Experimental investigation of the impact of mechanical deformation on aging, safety and electrical behavior of lithium-ion battery cells

Particularly in mobile applications, 18650 lithium-ion batteries can be exposed to mechanical abuse. Deforming mechanical abuse can severely damage the battery case, but sometimes without causing instantaneous cell failure. If such cases remain undetected, the cells may remain in use and pose a potential long-term safety hazard. Due to research gaps in the scientific literature regarding the long-term implications of such damage, the influence of cell design, intrusion depth, as well as the impact on the electrical behavior, two cyclic aging studies and further electrical tests (CC–CV capacity, DVA) were conducted with mechanically deformed 18650 cells; using CT, post-mortem, and SEM for further analysis.

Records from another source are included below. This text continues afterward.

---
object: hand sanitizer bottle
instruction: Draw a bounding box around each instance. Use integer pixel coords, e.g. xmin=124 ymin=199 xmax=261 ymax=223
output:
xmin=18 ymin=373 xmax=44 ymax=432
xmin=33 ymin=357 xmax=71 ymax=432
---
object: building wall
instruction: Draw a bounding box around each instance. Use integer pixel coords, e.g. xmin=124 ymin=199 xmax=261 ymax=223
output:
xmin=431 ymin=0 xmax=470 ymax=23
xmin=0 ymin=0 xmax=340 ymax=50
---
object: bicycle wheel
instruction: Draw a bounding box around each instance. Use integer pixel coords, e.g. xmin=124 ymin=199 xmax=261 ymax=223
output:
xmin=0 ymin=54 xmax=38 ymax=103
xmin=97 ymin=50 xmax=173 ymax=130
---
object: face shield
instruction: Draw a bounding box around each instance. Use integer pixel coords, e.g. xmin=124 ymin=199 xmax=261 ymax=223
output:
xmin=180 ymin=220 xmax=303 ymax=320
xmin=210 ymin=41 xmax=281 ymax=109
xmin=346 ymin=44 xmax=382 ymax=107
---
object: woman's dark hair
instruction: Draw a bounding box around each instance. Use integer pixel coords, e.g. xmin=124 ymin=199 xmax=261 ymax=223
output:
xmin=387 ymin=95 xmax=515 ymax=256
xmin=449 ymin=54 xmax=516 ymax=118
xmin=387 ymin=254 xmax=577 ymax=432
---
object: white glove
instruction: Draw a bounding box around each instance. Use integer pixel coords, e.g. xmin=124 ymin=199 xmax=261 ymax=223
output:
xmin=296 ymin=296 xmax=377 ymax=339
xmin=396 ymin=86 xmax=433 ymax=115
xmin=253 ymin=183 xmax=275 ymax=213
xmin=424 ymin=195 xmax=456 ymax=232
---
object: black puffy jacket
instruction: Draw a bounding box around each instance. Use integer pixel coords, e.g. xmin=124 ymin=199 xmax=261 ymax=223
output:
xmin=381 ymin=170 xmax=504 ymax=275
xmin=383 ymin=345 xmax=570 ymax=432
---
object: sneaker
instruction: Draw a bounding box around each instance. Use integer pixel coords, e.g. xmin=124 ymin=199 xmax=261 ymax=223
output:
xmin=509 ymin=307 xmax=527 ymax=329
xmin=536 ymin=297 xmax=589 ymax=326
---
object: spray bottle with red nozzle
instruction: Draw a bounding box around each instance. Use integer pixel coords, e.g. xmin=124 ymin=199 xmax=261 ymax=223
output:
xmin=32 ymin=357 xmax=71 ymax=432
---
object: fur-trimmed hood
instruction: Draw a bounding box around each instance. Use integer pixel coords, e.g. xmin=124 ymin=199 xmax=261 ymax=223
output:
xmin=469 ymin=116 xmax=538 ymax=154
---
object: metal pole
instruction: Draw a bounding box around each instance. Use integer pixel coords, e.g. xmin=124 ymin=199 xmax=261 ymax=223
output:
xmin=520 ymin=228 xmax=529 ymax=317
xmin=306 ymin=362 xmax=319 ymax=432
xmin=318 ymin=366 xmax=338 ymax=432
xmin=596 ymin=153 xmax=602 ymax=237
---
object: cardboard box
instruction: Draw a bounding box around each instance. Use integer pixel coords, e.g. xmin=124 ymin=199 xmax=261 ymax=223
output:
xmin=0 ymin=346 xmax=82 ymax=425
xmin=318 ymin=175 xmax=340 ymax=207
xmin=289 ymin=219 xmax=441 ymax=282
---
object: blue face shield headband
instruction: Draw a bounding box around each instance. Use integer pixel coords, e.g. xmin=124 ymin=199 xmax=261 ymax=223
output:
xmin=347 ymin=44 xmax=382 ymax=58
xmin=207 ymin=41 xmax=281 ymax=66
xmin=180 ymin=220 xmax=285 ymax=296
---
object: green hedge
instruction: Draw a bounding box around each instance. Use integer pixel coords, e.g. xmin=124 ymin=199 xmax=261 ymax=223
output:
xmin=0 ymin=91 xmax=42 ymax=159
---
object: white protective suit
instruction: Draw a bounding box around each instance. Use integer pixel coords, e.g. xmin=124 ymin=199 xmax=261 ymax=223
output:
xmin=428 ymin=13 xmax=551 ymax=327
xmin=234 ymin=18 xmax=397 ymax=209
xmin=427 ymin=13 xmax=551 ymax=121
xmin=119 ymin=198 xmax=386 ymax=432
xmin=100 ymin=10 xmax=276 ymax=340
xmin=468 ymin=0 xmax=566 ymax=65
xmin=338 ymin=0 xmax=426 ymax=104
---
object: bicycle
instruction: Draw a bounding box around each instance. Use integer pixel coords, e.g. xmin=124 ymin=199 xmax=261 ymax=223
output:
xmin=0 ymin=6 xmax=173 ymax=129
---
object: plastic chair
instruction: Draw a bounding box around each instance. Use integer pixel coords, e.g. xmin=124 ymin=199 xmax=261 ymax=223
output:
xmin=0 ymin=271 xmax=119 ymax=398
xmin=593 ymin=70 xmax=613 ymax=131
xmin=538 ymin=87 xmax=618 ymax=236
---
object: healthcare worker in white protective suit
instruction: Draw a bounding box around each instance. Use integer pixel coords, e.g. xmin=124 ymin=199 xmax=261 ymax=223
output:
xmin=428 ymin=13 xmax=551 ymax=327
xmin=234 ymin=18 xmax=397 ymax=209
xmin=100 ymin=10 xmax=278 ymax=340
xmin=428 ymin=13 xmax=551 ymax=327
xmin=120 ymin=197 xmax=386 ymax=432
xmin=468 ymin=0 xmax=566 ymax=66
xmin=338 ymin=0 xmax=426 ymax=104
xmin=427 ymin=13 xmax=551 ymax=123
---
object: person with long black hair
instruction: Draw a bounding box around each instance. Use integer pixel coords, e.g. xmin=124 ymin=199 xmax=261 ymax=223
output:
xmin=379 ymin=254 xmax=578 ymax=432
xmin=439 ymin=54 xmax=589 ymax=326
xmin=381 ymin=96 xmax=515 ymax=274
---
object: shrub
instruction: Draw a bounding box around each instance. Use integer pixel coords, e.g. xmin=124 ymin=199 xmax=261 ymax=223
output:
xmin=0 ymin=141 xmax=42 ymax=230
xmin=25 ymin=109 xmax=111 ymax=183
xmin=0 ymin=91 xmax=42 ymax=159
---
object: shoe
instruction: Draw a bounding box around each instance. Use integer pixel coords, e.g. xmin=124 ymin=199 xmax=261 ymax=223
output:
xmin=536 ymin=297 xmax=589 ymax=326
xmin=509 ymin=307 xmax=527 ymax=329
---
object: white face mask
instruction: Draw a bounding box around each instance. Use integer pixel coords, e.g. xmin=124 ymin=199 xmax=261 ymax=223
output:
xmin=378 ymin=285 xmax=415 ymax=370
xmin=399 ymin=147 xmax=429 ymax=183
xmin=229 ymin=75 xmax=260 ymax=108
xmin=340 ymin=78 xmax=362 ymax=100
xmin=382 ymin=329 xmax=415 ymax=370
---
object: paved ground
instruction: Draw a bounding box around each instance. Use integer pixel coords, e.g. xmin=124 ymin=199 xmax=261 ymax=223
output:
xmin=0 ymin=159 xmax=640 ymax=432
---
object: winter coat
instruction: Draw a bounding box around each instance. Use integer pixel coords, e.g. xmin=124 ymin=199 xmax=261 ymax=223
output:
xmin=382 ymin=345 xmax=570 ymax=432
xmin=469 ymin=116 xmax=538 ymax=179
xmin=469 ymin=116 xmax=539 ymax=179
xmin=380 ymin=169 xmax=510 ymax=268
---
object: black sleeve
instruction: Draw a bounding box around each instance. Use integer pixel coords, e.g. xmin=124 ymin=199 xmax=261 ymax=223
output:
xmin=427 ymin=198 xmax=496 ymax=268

In the cyclic aging studies, both cell types tested (with a mandrel and mandrel-free) remained electrically functional and showed no safety–critical behavior, despite intrusions of up to 6 mm. Cells with significant intrusion exhibited increased CC–CV charge capacity for one charging process, and CC-discharge capacity decreases of 3.2 % after mechanical deformation, but no or only slightly accelerated aging rates after the initial capacity drop.

DVA indicated a global capacity loss of useable material rather than specific anode or cathode damage. CT analysis revealed case re-deformation after cyclic aging, likely due to jelly roll swelling. Post-mortem analysis showed imprints on all electrode components and active material debonding. SEM analysis revealed changes in cell internal pressure distribution due to external deformation.